Louann Dewdrop, a down-on-her-luck woman with a sick mother, a death-metal-music-blasting son, and a paint-thinner-drinking husband, has come to rely on these chips for emotional support. She finds herself in the midst of a class action law suit ( "It's where people of class sue each other," she explains to her mother) and with a chance to be on television.
She is manipulated by Darlene Love, a literally evil woman who has clawed her way to the top of corporate food giant Ameri-Veg. Love gives infomercial style pep talks to employees at Ameri-Veg about the importance of creating ad copy for their product Intellichips ("The intelligent chip that makes you intelligent!") that will cause children to emotionally blackmail their parents into buying them. Parents go along with it because the chips do raise their kids' test scores, even though it causes insomnia. But, as Love says with a camera ready smile, so does a cup of coffee.
Love and Prescott are invited on the "Mary Queen Show" (an intentional dead ringer for Larry King) to face off against each other and defend their products. Also voicing their opinions are Tina, the tanned, busty, blonde host of a daytime talk show, and Louise, from "Living With Louise," a brunette Martha Stewart clone. How does Poe pull off all these physically diverse characters? Using video segments edited by Rich Guerzon, Ed Roland, Gray Miller, and Josh Kanuck, we see Tina extolling the wonders of fruit that make your legs grow longer; Louise, in one of the funniest moments, push her product, Sheese, cheese made from human breast milk (my favorite, Prov-alone, made by single moms); and Mary Queen, with peal earrings and a receding hairline, moderating between them. There are also great cartoon commercials for Ka-Ching potato chips and Intellichips, animated by Molly White.

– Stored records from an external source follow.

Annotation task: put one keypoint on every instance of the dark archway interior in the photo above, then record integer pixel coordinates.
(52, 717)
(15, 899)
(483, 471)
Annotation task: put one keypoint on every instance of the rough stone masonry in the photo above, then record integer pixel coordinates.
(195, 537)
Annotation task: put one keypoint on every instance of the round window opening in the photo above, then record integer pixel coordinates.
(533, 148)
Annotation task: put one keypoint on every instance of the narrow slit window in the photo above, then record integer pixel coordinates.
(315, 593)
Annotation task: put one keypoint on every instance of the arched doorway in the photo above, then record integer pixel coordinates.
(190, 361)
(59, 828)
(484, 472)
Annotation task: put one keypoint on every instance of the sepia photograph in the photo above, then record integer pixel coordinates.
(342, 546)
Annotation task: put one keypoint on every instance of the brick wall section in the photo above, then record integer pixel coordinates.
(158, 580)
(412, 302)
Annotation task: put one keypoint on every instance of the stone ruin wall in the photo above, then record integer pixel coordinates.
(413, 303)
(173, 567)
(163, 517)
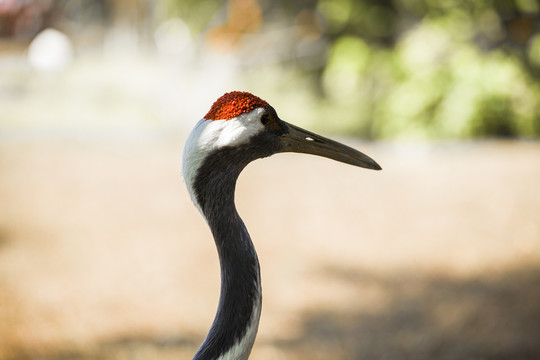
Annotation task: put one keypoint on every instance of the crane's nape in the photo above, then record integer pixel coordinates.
(239, 128)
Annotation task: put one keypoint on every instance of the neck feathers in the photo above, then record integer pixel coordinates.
(234, 328)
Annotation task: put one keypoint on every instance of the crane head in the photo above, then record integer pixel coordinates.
(248, 128)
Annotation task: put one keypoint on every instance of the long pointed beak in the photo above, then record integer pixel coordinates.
(303, 141)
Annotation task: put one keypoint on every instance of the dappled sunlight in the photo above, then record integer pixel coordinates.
(353, 264)
(104, 256)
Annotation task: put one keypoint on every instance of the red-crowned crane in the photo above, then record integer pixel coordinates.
(239, 128)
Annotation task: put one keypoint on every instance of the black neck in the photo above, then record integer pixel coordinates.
(240, 296)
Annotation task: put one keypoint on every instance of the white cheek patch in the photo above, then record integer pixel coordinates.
(210, 135)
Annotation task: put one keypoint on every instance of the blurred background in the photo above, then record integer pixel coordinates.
(103, 256)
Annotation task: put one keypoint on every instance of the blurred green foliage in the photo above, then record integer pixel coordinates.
(415, 69)
(433, 69)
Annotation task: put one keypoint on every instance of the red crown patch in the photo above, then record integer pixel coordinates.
(232, 104)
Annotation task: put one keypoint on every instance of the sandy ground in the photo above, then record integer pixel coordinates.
(103, 256)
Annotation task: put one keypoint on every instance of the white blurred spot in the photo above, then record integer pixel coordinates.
(50, 50)
(173, 36)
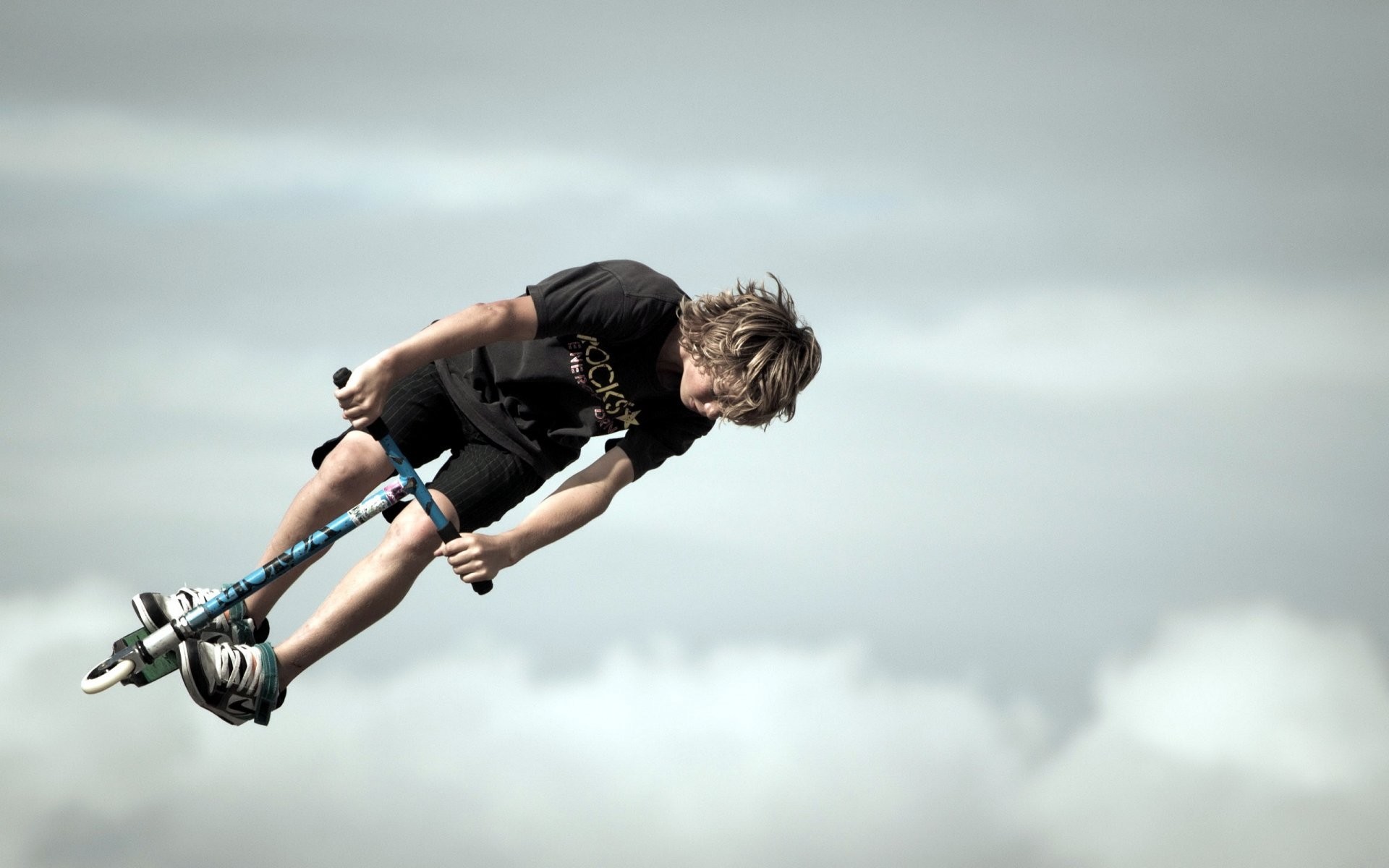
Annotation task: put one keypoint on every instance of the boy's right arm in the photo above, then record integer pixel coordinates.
(477, 326)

This gives Poe time to change into the Prescott, Dewdrop, and Love characters we see on stage. We root for Prescott, a down-to-earth woman trying to make a go of her business to support her family; we feel for Dewdrop trying to hold it all together when Love calls her trailer trash on national television; and are terrified that people like Love may in real life exist. Kimmy Gatewood, the director, makes all the action flow seamlessly from video to stage and back. In the play's program, Poe lists herself as the writer, producer, costumer, and set designer. She is truly a mother of invention herself and deserves much applause.